ミラー

一般に、鏡という物体は「左右を反転させるもの」という説明をされることが多い。小学校の理科などで、このような説明を先生から受けた人も多いのではないかと思う。実際私もそうだった。
小学生であった私は、その説明に違和感を覚えた。私は鏡の性質を、左右反転させることであると捉えていなかったからである。


大きな姿見の前に自分の姿を映すという思考実験をしてみることにする。ここで、自分が左手を挙げて見ることにする。鏡の向こうでは、私から向かって左側の手を持ち上げて。当然のことである。左手を挙げれば、左側が挙がる。左右反転などしていない。


私はそのような反論を担任の教師にぶつけたことがある。すると、教師はこのように説明した。


自分がその姿見から数歩離れ、自分と姿見の間に友達を挟んで見ると、友達はこう言う。「実像は右側の手を挙げているのに、鏡の中の像は左側の手を挙げている」


私は納得できなかったが、授業をこれ以上中断するのも気が引けたのでおとなしく引き下がった。後になって考えると、ひどくナンセンスな受け答えである。友達から見れば、私の左手は右側に見えるだろう。そして、振り返って姿見を覗けば、左側の手を挙げた像がある。でもそれは、私の左手が対面する他者からは右側に見えるということであって、鏡の性質を説明することになっていないからだ。
鏡というものは「映る像を実像と面対称にする」のであり、面と視線が直行していれば、その視点からは前後の反転になるだろうし、横から鏡を覗けば、左右対称になるだろう。
つまり、姿見の前の自分と、それを横から見る友達とでは視点が異なり、見え方も全く異なっているのだから、それを「左右の反転」とだけで済ませるのは、おかしいことではないのか。

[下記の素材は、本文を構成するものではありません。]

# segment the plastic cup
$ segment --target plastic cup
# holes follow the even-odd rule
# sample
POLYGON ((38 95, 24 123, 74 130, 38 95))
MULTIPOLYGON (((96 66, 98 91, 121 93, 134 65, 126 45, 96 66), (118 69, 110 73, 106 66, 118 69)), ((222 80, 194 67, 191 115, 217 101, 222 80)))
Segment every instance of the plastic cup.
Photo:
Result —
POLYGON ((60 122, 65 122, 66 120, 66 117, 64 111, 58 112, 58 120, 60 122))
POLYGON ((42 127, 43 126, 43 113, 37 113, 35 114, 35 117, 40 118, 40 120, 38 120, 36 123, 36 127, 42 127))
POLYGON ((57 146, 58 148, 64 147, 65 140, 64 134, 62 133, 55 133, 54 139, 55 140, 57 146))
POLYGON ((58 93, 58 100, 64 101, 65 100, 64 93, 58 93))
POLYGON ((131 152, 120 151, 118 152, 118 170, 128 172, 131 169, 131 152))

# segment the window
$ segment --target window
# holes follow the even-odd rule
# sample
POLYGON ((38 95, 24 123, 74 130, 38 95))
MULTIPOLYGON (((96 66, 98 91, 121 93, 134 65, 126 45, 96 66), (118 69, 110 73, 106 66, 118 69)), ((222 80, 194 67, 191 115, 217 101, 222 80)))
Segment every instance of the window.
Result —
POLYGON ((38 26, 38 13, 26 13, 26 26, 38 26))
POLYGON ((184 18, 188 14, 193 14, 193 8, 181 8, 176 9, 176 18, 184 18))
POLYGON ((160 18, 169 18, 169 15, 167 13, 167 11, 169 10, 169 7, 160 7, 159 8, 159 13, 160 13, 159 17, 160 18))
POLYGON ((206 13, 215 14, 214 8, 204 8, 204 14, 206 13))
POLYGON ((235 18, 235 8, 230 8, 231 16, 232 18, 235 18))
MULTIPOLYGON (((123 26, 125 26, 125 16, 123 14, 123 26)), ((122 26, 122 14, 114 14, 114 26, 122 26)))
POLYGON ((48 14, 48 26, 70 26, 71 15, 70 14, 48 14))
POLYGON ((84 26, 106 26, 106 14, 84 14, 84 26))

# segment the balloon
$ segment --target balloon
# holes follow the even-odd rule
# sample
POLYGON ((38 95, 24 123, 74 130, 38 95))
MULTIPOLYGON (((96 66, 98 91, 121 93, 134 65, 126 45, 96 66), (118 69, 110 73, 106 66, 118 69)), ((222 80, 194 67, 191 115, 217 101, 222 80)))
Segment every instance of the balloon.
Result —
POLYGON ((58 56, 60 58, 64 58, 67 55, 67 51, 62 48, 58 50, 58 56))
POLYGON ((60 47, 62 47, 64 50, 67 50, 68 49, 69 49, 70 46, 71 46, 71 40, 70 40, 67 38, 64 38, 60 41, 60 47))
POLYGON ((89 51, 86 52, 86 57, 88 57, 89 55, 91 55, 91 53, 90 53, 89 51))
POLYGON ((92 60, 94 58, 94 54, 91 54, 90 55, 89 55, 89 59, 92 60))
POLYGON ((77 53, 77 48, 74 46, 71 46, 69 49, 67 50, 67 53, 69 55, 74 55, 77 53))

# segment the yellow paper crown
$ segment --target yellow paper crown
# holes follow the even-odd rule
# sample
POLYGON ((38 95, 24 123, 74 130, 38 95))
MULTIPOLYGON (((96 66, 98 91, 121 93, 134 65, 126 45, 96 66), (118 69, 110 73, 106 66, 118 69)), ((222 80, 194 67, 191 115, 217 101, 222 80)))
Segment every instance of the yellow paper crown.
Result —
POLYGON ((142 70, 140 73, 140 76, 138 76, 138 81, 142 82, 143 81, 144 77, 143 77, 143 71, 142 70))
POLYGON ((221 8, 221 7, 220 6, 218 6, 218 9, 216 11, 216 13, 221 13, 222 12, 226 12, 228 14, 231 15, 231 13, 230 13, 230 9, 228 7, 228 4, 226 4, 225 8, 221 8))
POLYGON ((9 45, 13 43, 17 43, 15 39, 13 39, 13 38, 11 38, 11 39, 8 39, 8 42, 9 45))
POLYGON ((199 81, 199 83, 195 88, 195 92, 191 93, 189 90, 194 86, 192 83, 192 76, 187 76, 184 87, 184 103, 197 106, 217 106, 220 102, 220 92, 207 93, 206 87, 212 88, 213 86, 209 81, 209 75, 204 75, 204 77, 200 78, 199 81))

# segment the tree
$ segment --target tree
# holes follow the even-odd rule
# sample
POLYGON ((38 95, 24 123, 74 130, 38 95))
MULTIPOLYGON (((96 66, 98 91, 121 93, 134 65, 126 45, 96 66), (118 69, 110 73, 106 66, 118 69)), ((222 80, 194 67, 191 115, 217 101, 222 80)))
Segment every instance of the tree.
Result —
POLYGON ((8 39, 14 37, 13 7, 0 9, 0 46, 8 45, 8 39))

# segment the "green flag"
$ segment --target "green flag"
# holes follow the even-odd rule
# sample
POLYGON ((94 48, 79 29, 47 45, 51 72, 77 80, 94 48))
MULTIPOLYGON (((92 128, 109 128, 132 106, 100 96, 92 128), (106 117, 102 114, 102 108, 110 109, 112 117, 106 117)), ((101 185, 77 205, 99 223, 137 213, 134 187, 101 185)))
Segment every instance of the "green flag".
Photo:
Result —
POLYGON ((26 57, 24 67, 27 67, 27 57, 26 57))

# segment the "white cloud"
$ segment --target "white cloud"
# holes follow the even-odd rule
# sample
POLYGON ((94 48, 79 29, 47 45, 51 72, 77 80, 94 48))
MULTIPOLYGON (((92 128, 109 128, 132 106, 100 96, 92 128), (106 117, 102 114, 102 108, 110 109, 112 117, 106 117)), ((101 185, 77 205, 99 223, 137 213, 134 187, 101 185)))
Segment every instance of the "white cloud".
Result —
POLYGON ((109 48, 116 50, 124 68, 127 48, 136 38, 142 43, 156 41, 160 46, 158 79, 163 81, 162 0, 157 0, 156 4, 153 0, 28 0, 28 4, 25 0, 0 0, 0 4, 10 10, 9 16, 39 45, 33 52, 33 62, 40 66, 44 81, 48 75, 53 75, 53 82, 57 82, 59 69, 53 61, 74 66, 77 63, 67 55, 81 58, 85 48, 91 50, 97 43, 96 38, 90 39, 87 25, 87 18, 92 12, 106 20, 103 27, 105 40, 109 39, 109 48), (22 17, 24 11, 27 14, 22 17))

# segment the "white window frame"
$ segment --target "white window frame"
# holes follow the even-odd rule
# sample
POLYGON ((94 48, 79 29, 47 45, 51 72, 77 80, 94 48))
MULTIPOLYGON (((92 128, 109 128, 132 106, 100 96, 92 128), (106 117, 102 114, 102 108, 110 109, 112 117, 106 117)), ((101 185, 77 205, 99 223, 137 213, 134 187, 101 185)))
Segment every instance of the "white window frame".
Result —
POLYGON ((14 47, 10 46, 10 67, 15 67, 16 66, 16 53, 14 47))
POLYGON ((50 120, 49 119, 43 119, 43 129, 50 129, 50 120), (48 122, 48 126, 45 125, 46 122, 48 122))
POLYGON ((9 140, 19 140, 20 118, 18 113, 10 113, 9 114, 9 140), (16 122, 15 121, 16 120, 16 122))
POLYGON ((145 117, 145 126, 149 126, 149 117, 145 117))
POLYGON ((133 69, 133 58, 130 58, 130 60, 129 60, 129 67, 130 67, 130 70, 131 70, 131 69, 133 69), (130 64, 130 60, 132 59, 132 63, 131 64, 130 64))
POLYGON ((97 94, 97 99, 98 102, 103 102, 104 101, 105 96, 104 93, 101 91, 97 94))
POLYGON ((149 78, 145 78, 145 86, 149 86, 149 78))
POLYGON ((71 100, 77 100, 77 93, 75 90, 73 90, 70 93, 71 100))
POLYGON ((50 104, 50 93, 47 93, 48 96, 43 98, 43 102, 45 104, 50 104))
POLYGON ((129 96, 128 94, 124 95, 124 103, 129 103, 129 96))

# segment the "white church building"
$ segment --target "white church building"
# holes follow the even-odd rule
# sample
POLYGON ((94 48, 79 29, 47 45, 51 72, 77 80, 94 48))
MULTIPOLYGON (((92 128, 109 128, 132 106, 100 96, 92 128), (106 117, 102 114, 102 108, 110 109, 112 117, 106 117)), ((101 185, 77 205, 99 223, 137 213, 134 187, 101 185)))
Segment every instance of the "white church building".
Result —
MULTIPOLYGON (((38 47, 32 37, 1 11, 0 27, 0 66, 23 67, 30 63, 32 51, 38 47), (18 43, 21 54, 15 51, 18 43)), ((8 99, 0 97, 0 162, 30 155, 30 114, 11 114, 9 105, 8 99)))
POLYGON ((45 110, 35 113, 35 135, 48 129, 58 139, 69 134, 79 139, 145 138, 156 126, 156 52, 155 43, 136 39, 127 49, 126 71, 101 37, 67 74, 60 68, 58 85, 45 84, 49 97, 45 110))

昨日放送されたクイズ系のバラエティ番組で、「鏡が左右を反転させるが、上下を反転させない」というフレーズを聞いて、小学生のころの違和感が、今になってようやく言語化できたのである。
このような形で、視点や考え方が固定観念化してしまった例など、山のようにあるのだろうが、それで新しい考え方や楽しい発想の芽が摘まれてしまっているのだろうなぁと考えると、とても悲しい気持ちになる。